2. When I was living in the dorms at college, I embarked on a mission to a suburban Macy's for a bathrobe. I left the store with a piece of fluff the color of buttercream frosting. It was one of the first times that I said, "damn the costs," and bought something because I liked it and I knew I would need it for a long time.  Now that it's suddenly winter bathrobe season, wearing it puts me back in Pflueger Hall, back in the steamy smell of Dove body wash, back next to the drafty window where I used to sit after my showers. It puts me back in a time before I was an aunt and before my relationship with Mormonism got so fraught. I put on this bathrobe and I go back in time, back to before I knew anything about how good life could be.


And yet I kind of like that my cozy bathrobe takes me back to that time of not knowing any better.


3. Yesterday I went to New York City for the first time. It was big and bustling and dense and busy and shadowy. I only saw a few rushed snippets of the city, and I didn't like it all that much. How do people live there?  Why would anyone choose that? 


And then I remembered that I was in New York City, where I had never been before. That I made choices- a lot of them, big ones- that got me there. That I'd better enjoy right where I was because I'd never get to go to New York City for the first time ever again. Times Square got a little prettier and the people seemed a little nicer. 

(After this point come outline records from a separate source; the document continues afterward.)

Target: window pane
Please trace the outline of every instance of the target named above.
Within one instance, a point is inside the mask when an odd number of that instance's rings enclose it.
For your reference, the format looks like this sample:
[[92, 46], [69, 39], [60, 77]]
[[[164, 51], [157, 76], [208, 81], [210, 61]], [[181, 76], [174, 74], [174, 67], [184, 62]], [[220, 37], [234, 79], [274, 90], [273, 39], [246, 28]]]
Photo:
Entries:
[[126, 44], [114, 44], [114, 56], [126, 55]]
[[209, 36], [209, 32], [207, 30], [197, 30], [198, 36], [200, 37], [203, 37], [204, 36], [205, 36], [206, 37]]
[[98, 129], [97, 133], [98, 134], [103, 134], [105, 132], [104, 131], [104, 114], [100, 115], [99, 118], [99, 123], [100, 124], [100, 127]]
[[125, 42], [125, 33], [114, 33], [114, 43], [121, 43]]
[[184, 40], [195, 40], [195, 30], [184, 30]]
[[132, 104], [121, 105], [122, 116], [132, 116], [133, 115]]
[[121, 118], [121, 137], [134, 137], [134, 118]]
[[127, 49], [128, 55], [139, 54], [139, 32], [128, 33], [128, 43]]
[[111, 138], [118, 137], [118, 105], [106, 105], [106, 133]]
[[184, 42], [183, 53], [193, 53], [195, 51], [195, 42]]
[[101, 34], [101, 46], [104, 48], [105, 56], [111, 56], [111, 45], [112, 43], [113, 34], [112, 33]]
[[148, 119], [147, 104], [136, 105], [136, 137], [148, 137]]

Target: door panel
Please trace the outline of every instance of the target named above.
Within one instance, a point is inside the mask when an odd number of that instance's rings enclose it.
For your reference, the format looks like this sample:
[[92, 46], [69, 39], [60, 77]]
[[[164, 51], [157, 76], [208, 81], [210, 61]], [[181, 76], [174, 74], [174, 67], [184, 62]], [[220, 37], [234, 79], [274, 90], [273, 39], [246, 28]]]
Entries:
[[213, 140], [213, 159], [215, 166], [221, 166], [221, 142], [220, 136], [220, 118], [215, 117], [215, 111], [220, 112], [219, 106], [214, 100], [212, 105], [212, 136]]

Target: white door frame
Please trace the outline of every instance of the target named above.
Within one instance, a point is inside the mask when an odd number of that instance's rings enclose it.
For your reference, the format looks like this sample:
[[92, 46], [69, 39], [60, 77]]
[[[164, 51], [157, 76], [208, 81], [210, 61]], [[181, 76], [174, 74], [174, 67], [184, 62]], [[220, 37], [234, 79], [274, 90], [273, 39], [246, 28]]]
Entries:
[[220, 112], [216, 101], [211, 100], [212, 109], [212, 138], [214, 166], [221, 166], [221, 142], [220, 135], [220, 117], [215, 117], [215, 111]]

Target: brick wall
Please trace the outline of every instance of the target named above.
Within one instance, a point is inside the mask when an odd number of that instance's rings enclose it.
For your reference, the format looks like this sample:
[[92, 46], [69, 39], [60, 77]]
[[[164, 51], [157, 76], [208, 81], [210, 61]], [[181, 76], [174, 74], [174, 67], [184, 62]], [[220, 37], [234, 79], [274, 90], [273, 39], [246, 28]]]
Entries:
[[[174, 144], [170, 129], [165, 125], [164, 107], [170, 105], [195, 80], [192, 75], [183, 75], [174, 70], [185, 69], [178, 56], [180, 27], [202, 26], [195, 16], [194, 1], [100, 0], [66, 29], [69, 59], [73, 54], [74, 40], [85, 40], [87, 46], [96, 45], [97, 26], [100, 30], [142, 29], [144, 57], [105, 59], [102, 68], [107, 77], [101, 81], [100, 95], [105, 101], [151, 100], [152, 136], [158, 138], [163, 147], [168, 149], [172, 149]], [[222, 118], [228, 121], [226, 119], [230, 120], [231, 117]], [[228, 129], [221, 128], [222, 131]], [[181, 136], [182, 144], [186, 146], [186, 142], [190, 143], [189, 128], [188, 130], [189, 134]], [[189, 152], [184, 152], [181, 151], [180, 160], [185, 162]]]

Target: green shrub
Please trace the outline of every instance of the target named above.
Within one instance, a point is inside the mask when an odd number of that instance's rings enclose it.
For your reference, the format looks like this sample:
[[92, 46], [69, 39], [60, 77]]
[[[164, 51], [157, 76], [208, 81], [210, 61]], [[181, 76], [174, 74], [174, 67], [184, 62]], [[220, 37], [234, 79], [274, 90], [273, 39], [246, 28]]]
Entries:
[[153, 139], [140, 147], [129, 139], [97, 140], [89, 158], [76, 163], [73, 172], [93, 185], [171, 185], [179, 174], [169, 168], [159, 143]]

New York made more sense to me when it was a myth, but at the very least, there I was. And Philly seemed so blissfully quaint when I returned.

12 October 2009

rocky mountain high.

After not posting for twelve days, guilt is finally starting to set in. I know, I know, twitter isn't enough for you people! (you people!!!) My first impulse was to post this Whitney Houston video because I fell in love with the song watching VH1 while I was in Denver (tvs are so novel to me), and then I was like, oh yah, I went to Denver!

There were so many awesome things about the trip. I went for a Western history conference, and of course enjoyed the expected joys of conference attendance- finding out what kind of work other people are doing, networking, presenting, free coffee. Less expected, but definitely what made the trip worthwhile, was the time spent with friends. It was a strong reminder to me that facebook is so illusory- connecting and reconnecting in person matter. The memories of the weekend will definitely buoy me through the intensity of the rest of my semester.

I was lucky to have extra time after the conference to see the city. While exploring on Sunday, I was stoked to come across this:


Pretty sweet huh? I'd been bummed about not being able to take the folding bike and the total dearth of bikes in downtown Denver (well, it was freezing), so I was pumped to stumble upon the very promising beginnings of a city-supported bike program.